Et pour cause, car si les statistiques officielles montrent depuis des années une montée rapide de la richesse nationale, elles montrent aussi un élargissement encore plus rapide du fossé entre les catégories sociales les plus riches et les plus pauvres. Le fait que 15% des enfants vivent dans des foyers dont le revenu est en dessous du seuil de pauvreté en dit long!

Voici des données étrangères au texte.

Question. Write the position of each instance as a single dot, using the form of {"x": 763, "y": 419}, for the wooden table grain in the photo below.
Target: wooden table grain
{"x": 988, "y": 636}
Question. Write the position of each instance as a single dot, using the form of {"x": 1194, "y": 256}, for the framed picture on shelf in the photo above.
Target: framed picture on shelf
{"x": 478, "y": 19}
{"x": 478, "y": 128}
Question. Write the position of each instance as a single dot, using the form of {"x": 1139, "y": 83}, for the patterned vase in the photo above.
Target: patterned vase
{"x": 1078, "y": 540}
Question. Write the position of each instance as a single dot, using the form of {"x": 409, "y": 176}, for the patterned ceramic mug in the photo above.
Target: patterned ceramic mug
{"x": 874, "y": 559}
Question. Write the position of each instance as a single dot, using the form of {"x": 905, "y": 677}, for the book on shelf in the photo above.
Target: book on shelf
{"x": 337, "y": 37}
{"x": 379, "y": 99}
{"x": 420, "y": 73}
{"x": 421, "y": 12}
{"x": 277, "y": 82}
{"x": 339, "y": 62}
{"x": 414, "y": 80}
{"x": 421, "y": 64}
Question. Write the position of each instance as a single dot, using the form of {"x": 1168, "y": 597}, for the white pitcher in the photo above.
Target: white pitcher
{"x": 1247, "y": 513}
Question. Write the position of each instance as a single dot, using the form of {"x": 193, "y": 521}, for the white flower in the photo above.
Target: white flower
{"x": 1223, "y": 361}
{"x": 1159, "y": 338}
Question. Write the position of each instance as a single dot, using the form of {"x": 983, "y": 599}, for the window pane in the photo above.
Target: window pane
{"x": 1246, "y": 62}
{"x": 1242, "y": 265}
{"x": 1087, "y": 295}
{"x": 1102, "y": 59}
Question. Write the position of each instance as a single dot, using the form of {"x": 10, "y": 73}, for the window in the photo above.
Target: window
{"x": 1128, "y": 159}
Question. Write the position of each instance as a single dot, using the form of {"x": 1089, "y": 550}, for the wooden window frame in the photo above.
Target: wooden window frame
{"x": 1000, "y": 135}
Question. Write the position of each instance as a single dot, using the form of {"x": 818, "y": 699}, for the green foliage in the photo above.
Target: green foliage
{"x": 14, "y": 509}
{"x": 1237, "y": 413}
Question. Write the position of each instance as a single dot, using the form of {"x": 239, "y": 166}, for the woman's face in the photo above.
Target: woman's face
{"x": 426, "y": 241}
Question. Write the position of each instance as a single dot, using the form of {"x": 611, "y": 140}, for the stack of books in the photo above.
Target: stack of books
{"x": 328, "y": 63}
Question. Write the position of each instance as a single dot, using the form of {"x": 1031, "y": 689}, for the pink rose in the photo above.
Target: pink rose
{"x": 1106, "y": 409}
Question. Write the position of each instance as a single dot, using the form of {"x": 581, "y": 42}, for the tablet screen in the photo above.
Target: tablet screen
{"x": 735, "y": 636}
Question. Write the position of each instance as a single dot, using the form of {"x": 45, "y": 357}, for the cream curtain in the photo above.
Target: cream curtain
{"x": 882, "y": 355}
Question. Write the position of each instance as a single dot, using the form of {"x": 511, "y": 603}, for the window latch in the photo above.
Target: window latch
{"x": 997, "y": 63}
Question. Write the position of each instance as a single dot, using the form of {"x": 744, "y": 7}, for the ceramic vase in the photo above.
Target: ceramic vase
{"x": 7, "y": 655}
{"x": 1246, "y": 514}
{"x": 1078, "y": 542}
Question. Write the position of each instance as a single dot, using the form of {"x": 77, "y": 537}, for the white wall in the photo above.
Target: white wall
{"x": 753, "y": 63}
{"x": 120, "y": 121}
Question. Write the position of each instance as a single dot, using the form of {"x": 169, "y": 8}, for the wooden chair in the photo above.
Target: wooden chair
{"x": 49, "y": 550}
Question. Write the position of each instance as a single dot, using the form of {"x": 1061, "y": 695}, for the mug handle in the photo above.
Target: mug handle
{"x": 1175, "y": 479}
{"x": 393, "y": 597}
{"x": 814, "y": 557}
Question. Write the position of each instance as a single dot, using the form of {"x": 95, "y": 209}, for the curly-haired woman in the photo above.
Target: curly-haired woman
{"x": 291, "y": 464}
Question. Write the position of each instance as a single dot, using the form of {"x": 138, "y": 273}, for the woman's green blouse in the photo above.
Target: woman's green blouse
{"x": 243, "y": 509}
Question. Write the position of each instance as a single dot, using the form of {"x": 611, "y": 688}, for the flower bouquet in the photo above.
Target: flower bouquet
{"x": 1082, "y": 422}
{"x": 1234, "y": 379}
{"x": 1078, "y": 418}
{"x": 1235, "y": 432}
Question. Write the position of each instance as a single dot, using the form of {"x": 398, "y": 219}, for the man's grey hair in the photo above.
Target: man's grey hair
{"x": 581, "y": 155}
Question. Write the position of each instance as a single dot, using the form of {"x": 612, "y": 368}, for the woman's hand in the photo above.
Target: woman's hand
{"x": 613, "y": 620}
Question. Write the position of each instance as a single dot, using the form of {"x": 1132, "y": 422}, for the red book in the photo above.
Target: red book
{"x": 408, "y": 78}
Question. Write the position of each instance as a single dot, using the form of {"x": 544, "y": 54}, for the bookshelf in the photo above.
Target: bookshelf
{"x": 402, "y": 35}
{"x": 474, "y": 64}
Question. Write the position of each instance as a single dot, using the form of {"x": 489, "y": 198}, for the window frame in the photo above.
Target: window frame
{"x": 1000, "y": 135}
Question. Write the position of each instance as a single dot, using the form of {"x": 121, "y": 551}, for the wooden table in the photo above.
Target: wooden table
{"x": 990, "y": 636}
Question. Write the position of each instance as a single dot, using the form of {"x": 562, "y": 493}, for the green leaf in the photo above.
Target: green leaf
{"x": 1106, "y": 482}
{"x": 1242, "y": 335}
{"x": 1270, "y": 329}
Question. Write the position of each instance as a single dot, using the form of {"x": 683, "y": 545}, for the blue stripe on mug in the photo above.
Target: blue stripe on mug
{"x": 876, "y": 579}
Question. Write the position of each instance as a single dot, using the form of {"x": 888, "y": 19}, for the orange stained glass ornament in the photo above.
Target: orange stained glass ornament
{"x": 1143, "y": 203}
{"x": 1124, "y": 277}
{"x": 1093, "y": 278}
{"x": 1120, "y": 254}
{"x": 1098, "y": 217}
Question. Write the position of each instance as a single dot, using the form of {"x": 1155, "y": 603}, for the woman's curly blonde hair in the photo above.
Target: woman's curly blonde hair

Si les chiffres du chômage ont dégringolé depuis 1997, c'est pour une raison bien simple: en aggravant le système punitif d'"aide" aux chômeurs de leurs prédécesseurs, les travaillistes ont poussé un nombre croissant de chômeurs dans des emplois précaires, quitte à ce que ce ne soit que quelques heures par semaine. Dès lors, ils ne sont plus comptés comme chômeurs et le tour est joué.
Pour compenser, Blair a mis en place un système d'allocations sur mesure réservé aux titulaires de ces micro-emplois. Ainsi a-t-il fait disparaître la majorité des chômeurs des statistiques en les faisant travailler pour toucher l'aide sociale. Quant aux chômeurs les plus âgés, ils ont été mis dans la catégorie des handicapés et invalides, dont le nombre a battu des niveaux records ces dernières années, entre 2,5 et 3 millions d'individus.
La réalité, c'est qu'un demi-million d'emplois permanents ont disparu dans l'industrie depuis 1997. Ils ont été remplacés, bien sûr, mais par des emplois précaires, temporaires ou à temps partiel, mais toujours sous-payés.
Le fameux salaire minimum, que l'on présente comme une grande "réalisation sociale" de Blair, se monte à la grandiose somme de 7 euros de l'heure, alors que le coût de la vie est environ 50% plus élevé qu'en France! Et c'est ce chiffre qui sert désormais de salaire de référence pour des millions de travailleurs employés dans les services industriels ou autres, mais aussi dans bon nombre de grandes entreprises. Alors, évidemment, ceux qui le peuvent font autant d'heures que possible et il n'est pas rare qu'un salarié travaille 60 ou 70 heures par semaine, sans pour autant gagner plus que le minimum nécessaire pour boucler ses fins de mois.
Quant aux services publics, s'il est vrai que les travaillistes en ont beaucoup augmenté le budget d'investissement, il faut dire qu'une grande partie de ces milliards sont destinés à aller directement dans les poches de "consortiums" privés qui, dans le cadre de contrats de partenariat à long terme avec l'État, assurent la construction (ou rénovation) des installations et leur gestion. Et comme il faut bien que les profits de ces intermédiaires viennent de quelque part, ils viendront des caisses de l'État et de toutes les astuces qu'ils pourront trouver pour réduire leurs coûts, quitte à offrir des services plus réduits ou de mauvaise qualité, quitte aussi à tirer sur le salaire et les effectifs du personnel.
Déjà, tout un "marché" artificiel a été créé dans la Santé par les travaillistes, dans lequel hôpitaux et médecins opèrent comme des entreprises commerciales. La combinaison de ce "marché" et de l'ouverture des portes aux partenaires privés a entraîné une dégradation rapide des services hospitaliers et est en train de rendre les soins médicaux les plus élémentaires de plus en plus inaccessibles aux catégories les plus pauvres de la population.
En fait, les milliards investis dans les services publics par les travaillistes auront surtout offert à toute une galaxie d'entreprises une véritable manne, dont certaines dépendent entièrement et qui ont ainsi une façon supplémentaire de vivre aux crochets du budget de l'État.